Sono presenti anche notevoli squilibri tra Nord e Sud per quanto riguarda la ricerca, dove
a dominare è naturalmente il Nord, in particolare nella R&S più importante, quella delle
imprese. Quasi 11 miliardi dei 14,8 che arrivano alle aziende sono destinati (e in gran
parte generati) alle imprese del Nord. Molto più equilibrata la ricerca delle università, dove
anzi prevale leggermente il Centro. Centro, o per meglio dire Roma, che è campione della
ricerca pubblica.
Al di là dei dettagli, questi numeri dicono che l’Italia continua a spendere troppo poco per
l’innovazione. Quei 23,8 miliardi di euro sono infatti una quota pari all’1,38% del Pil, con un
miglioramento di 0,01 punti sul 2016. La percentuale è bassa sia rispetto alla media della
zona euro (2,15%) sia nel confronto diretto con le altre grandi economie industriali
d’Europa: in Germania la spesa per R&S ha raggiunto il 3% del Pil, in Francia il 2,2%. Gli
investimenti in innovazione sono considerati un motore fondamentale della crescita
economica di un Paese sviluppato e per questo già nel 2000, con l’Agenda di Lisbona,
l’Europa si era data l’obiettivo di portare la spesa per R&S al 3% del Pil europeo. L’Ue non
ci è riuscita e l’obiettivo del 3% è stato rimandato al 2020. Probabilmente sarà di nuovo
prorogato: le ultime stime di Eurostat dicono che per il 2017 eravamo appena sopra il 2%.

L’Italia è tra gli Stati che rallentano l’Ue da questo punto di vista.
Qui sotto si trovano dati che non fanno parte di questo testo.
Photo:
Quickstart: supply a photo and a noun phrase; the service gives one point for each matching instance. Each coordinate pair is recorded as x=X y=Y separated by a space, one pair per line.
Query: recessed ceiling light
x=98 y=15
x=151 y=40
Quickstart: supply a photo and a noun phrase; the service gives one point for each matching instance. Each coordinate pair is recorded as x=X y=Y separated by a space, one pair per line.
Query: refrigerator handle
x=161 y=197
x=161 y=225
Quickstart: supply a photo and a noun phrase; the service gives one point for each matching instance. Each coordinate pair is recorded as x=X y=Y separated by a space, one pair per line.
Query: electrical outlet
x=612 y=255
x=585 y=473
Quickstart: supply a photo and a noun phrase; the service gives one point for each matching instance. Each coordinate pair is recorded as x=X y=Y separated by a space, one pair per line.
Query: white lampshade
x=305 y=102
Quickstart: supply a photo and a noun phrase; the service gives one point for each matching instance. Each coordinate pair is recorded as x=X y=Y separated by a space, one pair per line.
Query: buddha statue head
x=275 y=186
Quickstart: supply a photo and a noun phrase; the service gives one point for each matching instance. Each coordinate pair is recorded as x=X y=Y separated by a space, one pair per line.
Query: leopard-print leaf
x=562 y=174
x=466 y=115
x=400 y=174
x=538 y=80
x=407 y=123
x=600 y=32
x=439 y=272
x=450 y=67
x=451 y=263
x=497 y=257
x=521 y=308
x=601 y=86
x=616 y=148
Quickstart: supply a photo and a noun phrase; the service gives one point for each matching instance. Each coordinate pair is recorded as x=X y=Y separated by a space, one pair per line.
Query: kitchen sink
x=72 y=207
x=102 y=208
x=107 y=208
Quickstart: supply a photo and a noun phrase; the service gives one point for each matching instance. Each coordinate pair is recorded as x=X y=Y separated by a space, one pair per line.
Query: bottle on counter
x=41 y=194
Roma con l’Agenda 2020
si era impegnata a portare le spese in R&S all’1,53% del Pil, ma i numeri di ieri
confermano che siamo distanti e difficilmente centreremo il traguardo fra due anni, anche
percHè le previsioni dell’Istat su 2018 e 2019 mostrano una frenata degli investimenti in
R&S da parte delle imprese (+2,8% nel 2018 e +0,8% nel 2019).

In uno studio pubblicato l’anno scorso, il Consiglio nazionale della ricerca ricordava
che nel mondo della R&S l’Italia è un’anomalia: è tra le principali nazioni industrializzate
pur investendo poco in ricerca e sviluppo, sia in valore assoluto che in rapporto al Pil.
Contare che questa anomalia possa durare ancora a lungo, aggiungeva però il Cnr,
«diventa oggi molto rischioso visti i processi crescenti di globalizzazione delle economie e
l’importanza della collaborazione internazionale su temi scientifico-tecnologici che
richiedono la mobilitazione di forti investimenti».